Taking something old and making it new again is an idea as old as mankind itself. Ever since our ancestors took sticks and stones and crafted spears for hunting, we have sought to take already existing ideas and turn them into something greater than the sum of their parts.
At SparkLabKC, many of the start-ups founders we meet have an intuition for spotting new uses for old products as much as they are coming up with disruptive new ideas no one has thought about before. More often than not, these entrepreneurs are repurposing an old idea in a new space.
In fact, most would say that there are no new ideas….just old ideas revived in a new way. Many successful products, like WD-40, Kleenex®, and Post-it Notes, were first intended to have different uses than what they have today. Being able to make connections and see opportunities is half the battle when it comes to repurposing old technologies.
How can we take something old and antiquated and make it new, efficient, and profitable?
Steve Jobs defined creativity as taking old experiences and ideas and applying them in new ways:
Creativity is just connecting things. When you ask creative people how they did something, they feel guilty because they are able to connect experiences they’ve had and synthesize new things.
This way of thinking can be applied when looking for new purposes for old products and services. At SparkLabKC, we encourage startups in the program to look to existing products and business models for innovative ideas. But how do we spot things in technology, products, businesses, or brands that can be revived?
To revive old products, you must spot new opportunities
One example of a repurposed product is propane. You probably think of lighting up the grill on the back patio when the image of a propane tank comes to mind, but there are many additional uses for the alternate energy source. According to the U.S. Department of Energy, there has been an increase in propane-fueled vehicles in the United States.
There are many reasons for people to abandon petroleum and switch to propane: it’s cheaper, it’s environmentally friendly, it’s healthier for people, and the vast majority of propane used in the United States is produced in the United States. The propane industry was able to understand the wide range of opportunities the market presented, and applied their product to the need.
With the increase of gas prices, the government has been promoting the use of propane as alternative fuel for vehicles that range from agricultural equipment to off-road entertainment vehicles. There is now an entire aspect of the propane industry that deals with converting vehicles that were once gasoline fueled to being propane fueled.
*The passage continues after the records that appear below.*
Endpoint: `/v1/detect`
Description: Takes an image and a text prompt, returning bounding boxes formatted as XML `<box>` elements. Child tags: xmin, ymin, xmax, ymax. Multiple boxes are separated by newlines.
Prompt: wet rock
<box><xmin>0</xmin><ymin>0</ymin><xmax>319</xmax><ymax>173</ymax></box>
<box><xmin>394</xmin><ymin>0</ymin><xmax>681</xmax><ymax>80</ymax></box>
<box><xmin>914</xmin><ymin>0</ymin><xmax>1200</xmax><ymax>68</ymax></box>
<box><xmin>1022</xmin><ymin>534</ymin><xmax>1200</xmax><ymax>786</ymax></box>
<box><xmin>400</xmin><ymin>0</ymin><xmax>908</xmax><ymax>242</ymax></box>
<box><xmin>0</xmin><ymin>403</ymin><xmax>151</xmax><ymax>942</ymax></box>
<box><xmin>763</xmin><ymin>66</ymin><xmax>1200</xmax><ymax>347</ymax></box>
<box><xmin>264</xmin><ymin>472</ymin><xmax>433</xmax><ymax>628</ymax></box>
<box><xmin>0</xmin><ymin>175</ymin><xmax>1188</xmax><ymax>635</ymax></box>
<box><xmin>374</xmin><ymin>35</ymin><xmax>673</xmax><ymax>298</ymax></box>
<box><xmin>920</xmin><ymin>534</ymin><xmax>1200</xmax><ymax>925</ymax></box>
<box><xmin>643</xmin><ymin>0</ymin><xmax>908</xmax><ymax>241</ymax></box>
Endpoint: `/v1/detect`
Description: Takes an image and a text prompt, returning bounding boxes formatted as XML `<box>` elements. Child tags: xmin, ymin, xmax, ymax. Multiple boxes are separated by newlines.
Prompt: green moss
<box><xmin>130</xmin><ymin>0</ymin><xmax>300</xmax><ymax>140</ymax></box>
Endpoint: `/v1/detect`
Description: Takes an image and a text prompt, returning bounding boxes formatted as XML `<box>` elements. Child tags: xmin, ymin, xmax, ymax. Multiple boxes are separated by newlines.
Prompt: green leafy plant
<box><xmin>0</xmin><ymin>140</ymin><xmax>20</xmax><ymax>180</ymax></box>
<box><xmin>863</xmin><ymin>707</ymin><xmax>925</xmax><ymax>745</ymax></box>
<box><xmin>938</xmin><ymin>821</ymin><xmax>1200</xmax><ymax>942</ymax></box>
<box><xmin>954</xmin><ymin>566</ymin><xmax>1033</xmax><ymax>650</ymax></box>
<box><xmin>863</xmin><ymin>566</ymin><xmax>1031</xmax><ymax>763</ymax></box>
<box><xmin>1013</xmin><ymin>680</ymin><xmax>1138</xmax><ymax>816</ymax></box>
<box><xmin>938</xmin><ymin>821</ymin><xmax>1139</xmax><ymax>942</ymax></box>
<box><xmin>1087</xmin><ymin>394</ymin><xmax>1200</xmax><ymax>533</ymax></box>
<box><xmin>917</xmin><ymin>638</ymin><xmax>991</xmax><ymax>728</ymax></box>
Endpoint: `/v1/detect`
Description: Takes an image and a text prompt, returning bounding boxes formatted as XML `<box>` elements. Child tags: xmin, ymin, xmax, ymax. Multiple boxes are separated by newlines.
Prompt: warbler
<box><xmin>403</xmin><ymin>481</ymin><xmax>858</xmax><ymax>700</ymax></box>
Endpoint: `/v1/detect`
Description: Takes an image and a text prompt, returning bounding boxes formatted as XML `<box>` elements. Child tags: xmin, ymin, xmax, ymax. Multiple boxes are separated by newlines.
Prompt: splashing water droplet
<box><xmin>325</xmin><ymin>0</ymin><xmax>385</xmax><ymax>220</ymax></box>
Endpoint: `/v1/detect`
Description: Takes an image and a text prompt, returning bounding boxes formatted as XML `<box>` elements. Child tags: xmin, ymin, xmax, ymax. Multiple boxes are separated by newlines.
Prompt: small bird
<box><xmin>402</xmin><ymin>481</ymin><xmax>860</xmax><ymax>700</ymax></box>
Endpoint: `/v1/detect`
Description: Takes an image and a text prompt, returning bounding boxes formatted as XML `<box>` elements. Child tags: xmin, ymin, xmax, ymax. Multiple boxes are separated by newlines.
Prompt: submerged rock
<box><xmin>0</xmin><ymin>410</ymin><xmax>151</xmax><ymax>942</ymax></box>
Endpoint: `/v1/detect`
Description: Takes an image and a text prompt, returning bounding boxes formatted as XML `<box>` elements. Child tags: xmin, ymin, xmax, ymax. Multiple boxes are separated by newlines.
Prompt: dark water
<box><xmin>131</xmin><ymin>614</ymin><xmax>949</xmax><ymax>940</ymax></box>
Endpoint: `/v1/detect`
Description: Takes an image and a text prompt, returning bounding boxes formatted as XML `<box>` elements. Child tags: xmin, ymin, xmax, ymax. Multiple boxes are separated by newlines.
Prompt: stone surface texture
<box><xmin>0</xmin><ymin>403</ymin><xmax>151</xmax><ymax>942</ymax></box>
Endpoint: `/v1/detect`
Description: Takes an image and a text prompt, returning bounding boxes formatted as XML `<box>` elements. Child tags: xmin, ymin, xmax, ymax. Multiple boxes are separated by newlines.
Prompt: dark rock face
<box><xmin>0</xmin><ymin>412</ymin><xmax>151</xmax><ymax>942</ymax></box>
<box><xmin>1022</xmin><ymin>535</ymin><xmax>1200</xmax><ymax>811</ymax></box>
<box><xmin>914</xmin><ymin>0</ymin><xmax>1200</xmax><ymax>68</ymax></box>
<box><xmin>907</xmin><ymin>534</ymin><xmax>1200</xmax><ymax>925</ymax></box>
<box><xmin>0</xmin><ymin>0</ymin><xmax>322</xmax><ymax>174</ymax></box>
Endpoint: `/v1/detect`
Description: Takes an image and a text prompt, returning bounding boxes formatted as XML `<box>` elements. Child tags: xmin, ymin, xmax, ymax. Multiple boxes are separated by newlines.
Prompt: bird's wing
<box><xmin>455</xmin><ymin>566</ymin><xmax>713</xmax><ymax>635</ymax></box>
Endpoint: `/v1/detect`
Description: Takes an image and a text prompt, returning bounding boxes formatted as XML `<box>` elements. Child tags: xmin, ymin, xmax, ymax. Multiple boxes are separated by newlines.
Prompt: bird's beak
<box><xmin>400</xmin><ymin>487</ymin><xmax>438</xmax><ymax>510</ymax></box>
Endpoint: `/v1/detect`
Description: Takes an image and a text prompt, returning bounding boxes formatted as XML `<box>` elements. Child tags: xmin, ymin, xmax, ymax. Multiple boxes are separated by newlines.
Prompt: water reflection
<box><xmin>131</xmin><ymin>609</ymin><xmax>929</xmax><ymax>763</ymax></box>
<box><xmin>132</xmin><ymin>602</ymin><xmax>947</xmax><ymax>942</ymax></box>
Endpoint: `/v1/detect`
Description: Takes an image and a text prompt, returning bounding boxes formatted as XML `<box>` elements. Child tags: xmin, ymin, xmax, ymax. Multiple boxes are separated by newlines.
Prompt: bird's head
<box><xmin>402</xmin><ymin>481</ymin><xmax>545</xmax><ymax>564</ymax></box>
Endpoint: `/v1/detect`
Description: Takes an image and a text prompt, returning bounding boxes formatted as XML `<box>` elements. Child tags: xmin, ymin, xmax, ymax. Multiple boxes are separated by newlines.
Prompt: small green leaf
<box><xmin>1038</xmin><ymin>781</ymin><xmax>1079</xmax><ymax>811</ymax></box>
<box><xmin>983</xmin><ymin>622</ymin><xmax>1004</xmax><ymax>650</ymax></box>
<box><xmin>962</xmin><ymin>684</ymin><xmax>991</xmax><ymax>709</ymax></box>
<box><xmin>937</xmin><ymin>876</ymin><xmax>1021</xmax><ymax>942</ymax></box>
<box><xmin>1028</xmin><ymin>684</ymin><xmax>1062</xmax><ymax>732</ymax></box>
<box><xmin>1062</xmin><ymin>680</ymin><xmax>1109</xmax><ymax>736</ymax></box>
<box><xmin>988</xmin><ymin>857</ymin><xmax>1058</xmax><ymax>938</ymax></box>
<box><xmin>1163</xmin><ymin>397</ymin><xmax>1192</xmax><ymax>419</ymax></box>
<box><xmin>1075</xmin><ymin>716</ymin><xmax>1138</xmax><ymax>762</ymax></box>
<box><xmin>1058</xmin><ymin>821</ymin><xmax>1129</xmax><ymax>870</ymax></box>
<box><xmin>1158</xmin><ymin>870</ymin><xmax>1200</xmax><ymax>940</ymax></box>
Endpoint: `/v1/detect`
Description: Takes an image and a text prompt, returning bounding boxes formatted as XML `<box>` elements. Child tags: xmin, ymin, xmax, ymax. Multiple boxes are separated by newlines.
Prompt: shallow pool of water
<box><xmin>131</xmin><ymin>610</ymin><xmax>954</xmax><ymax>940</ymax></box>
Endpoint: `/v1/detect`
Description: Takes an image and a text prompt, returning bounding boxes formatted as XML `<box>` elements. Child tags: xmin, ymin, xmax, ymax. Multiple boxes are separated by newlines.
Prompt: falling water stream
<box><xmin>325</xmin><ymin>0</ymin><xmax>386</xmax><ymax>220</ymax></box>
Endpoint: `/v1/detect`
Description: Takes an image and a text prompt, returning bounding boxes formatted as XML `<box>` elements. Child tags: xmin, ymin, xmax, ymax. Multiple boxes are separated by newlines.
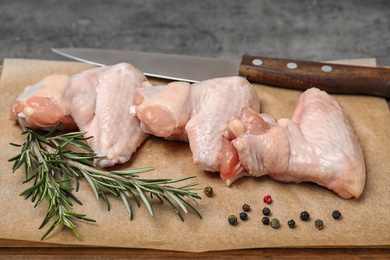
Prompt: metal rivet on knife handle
<box><xmin>321</xmin><ymin>65</ymin><xmax>332</xmax><ymax>72</ymax></box>
<box><xmin>252</xmin><ymin>59</ymin><xmax>263</xmax><ymax>66</ymax></box>
<box><xmin>239</xmin><ymin>55</ymin><xmax>390</xmax><ymax>98</ymax></box>
<box><xmin>287</xmin><ymin>62</ymin><xmax>298</xmax><ymax>70</ymax></box>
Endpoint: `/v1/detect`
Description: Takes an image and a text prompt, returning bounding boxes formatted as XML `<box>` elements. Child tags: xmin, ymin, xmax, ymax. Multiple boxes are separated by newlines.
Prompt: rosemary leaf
<box><xmin>8</xmin><ymin>123</ymin><xmax>202</xmax><ymax>240</ymax></box>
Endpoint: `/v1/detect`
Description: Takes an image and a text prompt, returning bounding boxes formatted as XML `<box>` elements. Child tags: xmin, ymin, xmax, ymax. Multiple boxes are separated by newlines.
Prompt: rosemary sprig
<box><xmin>9</xmin><ymin>124</ymin><xmax>202</xmax><ymax>240</ymax></box>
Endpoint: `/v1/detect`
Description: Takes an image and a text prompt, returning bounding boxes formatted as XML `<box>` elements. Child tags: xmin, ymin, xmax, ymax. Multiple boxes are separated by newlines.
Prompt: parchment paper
<box><xmin>0</xmin><ymin>59</ymin><xmax>390</xmax><ymax>252</ymax></box>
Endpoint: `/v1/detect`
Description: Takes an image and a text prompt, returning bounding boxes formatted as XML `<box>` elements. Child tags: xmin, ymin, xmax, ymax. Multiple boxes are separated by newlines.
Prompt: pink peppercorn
<box><xmin>263</xmin><ymin>195</ymin><xmax>272</xmax><ymax>204</ymax></box>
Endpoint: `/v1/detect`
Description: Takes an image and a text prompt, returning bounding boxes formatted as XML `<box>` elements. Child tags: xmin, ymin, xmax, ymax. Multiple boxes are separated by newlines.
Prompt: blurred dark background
<box><xmin>0</xmin><ymin>0</ymin><xmax>390</xmax><ymax>66</ymax></box>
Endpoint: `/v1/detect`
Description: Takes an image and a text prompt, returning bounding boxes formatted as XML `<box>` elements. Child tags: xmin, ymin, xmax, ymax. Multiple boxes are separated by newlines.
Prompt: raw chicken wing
<box><xmin>224</xmin><ymin>88</ymin><xmax>366</xmax><ymax>199</ymax></box>
<box><xmin>10</xmin><ymin>75</ymin><xmax>77</xmax><ymax>129</ymax></box>
<box><xmin>185</xmin><ymin>77</ymin><xmax>260</xmax><ymax>175</ymax></box>
<box><xmin>130</xmin><ymin>82</ymin><xmax>191</xmax><ymax>140</ymax></box>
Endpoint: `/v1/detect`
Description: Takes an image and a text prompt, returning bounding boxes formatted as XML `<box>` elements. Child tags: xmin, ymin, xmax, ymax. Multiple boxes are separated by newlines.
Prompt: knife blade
<box><xmin>52</xmin><ymin>48</ymin><xmax>390</xmax><ymax>98</ymax></box>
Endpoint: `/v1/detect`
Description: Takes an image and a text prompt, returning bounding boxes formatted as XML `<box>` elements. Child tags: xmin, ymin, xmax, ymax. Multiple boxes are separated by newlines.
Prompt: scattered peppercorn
<box><xmin>242</xmin><ymin>204</ymin><xmax>251</xmax><ymax>212</ymax></box>
<box><xmin>240</xmin><ymin>212</ymin><xmax>248</xmax><ymax>220</ymax></box>
<box><xmin>228</xmin><ymin>215</ymin><xmax>237</xmax><ymax>225</ymax></box>
<box><xmin>271</xmin><ymin>218</ymin><xmax>280</xmax><ymax>229</ymax></box>
<box><xmin>332</xmin><ymin>210</ymin><xmax>341</xmax><ymax>219</ymax></box>
<box><xmin>299</xmin><ymin>211</ymin><xmax>310</xmax><ymax>221</ymax></box>
<box><xmin>287</xmin><ymin>219</ymin><xmax>295</xmax><ymax>228</ymax></box>
<box><xmin>203</xmin><ymin>186</ymin><xmax>213</xmax><ymax>197</ymax></box>
<box><xmin>261</xmin><ymin>217</ymin><xmax>269</xmax><ymax>225</ymax></box>
<box><xmin>314</xmin><ymin>219</ymin><xmax>324</xmax><ymax>230</ymax></box>
<box><xmin>262</xmin><ymin>207</ymin><xmax>271</xmax><ymax>216</ymax></box>
<box><xmin>263</xmin><ymin>195</ymin><xmax>272</xmax><ymax>204</ymax></box>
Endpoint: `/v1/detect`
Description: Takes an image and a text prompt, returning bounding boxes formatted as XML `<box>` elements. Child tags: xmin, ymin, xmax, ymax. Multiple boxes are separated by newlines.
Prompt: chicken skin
<box><xmin>221</xmin><ymin>88</ymin><xmax>366</xmax><ymax>199</ymax></box>
<box><xmin>11</xmin><ymin>63</ymin><xmax>150</xmax><ymax>167</ymax></box>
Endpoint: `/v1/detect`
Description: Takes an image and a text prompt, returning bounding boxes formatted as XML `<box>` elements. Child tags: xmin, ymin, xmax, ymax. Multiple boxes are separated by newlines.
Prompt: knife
<box><xmin>52</xmin><ymin>48</ymin><xmax>390</xmax><ymax>98</ymax></box>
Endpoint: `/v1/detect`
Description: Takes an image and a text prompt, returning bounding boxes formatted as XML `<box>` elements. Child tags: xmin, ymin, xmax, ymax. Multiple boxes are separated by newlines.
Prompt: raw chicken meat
<box><xmin>130</xmin><ymin>77</ymin><xmax>260</xmax><ymax>173</ymax></box>
<box><xmin>185</xmin><ymin>77</ymin><xmax>260</xmax><ymax>172</ymax></box>
<box><xmin>221</xmin><ymin>88</ymin><xmax>366</xmax><ymax>199</ymax></box>
<box><xmin>10</xmin><ymin>75</ymin><xmax>77</xmax><ymax>129</ymax></box>
<box><xmin>65</xmin><ymin>63</ymin><xmax>150</xmax><ymax>167</ymax></box>
<box><xmin>11</xmin><ymin>63</ymin><xmax>150</xmax><ymax>167</ymax></box>
<box><xmin>130</xmin><ymin>82</ymin><xmax>191</xmax><ymax>140</ymax></box>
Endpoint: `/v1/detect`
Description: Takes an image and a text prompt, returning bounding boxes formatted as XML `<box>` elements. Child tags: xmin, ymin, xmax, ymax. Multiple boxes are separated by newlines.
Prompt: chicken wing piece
<box><xmin>64</xmin><ymin>63</ymin><xmax>150</xmax><ymax>167</ymax></box>
<box><xmin>224</xmin><ymin>88</ymin><xmax>366</xmax><ymax>199</ymax></box>
<box><xmin>185</xmin><ymin>77</ymin><xmax>260</xmax><ymax>172</ymax></box>
<box><xmin>11</xmin><ymin>63</ymin><xmax>150</xmax><ymax>167</ymax></box>
<box><xmin>10</xmin><ymin>75</ymin><xmax>77</xmax><ymax>130</ymax></box>
<box><xmin>130</xmin><ymin>82</ymin><xmax>191</xmax><ymax>140</ymax></box>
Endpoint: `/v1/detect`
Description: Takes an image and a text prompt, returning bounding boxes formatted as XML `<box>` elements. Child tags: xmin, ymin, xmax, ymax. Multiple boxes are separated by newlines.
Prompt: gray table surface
<box><xmin>0</xmin><ymin>0</ymin><xmax>390</xmax><ymax>66</ymax></box>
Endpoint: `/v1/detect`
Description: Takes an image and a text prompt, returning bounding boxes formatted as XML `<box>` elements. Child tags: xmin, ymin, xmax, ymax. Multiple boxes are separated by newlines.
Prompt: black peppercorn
<box><xmin>287</xmin><ymin>219</ymin><xmax>295</xmax><ymax>228</ymax></box>
<box><xmin>203</xmin><ymin>186</ymin><xmax>213</xmax><ymax>197</ymax></box>
<box><xmin>261</xmin><ymin>217</ymin><xmax>269</xmax><ymax>225</ymax></box>
<box><xmin>271</xmin><ymin>218</ymin><xmax>280</xmax><ymax>229</ymax></box>
<box><xmin>242</xmin><ymin>204</ymin><xmax>251</xmax><ymax>212</ymax></box>
<box><xmin>299</xmin><ymin>211</ymin><xmax>310</xmax><ymax>221</ymax></box>
<box><xmin>262</xmin><ymin>207</ymin><xmax>271</xmax><ymax>216</ymax></box>
<box><xmin>332</xmin><ymin>210</ymin><xmax>341</xmax><ymax>219</ymax></box>
<box><xmin>314</xmin><ymin>219</ymin><xmax>324</xmax><ymax>230</ymax></box>
<box><xmin>228</xmin><ymin>215</ymin><xmax>237</xmax><ymax>225</ymax></box>
<box><xmin>240</xmin><ymin>212</ymin><xmax>248</xmax><ymax>220</ymax></box>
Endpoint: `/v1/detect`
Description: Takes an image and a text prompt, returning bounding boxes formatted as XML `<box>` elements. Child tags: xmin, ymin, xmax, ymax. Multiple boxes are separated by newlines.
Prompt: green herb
<box><xmin>9</xmin><ymin>124</ymin><xmax>202</xmax><ymax>240</ymax></box>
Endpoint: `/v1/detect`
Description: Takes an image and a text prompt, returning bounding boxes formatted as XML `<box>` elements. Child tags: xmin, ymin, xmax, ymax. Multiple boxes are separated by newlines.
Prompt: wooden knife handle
<box><xmin>240</xmin><ymin>55</ymin><xmax>390</xmax><ymax>98</ymax></box>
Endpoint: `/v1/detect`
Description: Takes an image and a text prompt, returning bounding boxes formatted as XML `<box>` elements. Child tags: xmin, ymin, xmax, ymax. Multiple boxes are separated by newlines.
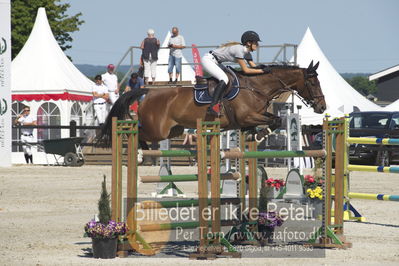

3 Principles for Product Revival
What are some necessary steps to reviving a product, brand, service, or technology? At Eidson & Partners, we believe there are universal principles that can be used to see if a product should and can be repurposed.
1. Listen to the Market
Finding the space in the market that your product will occupy is vital. Don’t be afraid to use existing market research. Market research can look like anything from reading insightful interviews to examining user demographics. Any kind of information can be helpful in forming the vision of what your product can be.
2. The Product Must Help Tell Your Story
Make sure the product aligns with your brand story. Would Nike market a sugary drink? Would Apple market a product with poor user-interface? Would Chipotle market a menu item with no organic ingredients?
If a product doesn’t align with your brand then it shouldn’t be revived. Sometimes repurposing of an entire brand can be bolstered by the revival of one product. For example, in 1998 on the verge of bankruptcy, Apple released the iMac. A beautifully designed personal computer was needed in the marketplace, and Steve Jobs knew it. The success of the iMac triggered the uptick of Apple, which went on to develop the iPod, iPhone, and iPad in the decade after.
3. Expand Your Reach
Revive a product only if it will guarantee entry into a new area of the market. The product doesn’t have to be a world changing idea – it’s also great to hit niche markets. Being able to reach further markets plays into the above two steps. By knowing what market to reach based off research, your product will be able to better tell your brand story to a wider audience.
As you’ve read, repurposing old technology isn’t as simple as attaching a rock and branch together to make a spear like our Neanderthal ancestors did. But if you take the time and effort to spot possible products that are ripe for repurposing, it can be well worth the effort for you and your customers.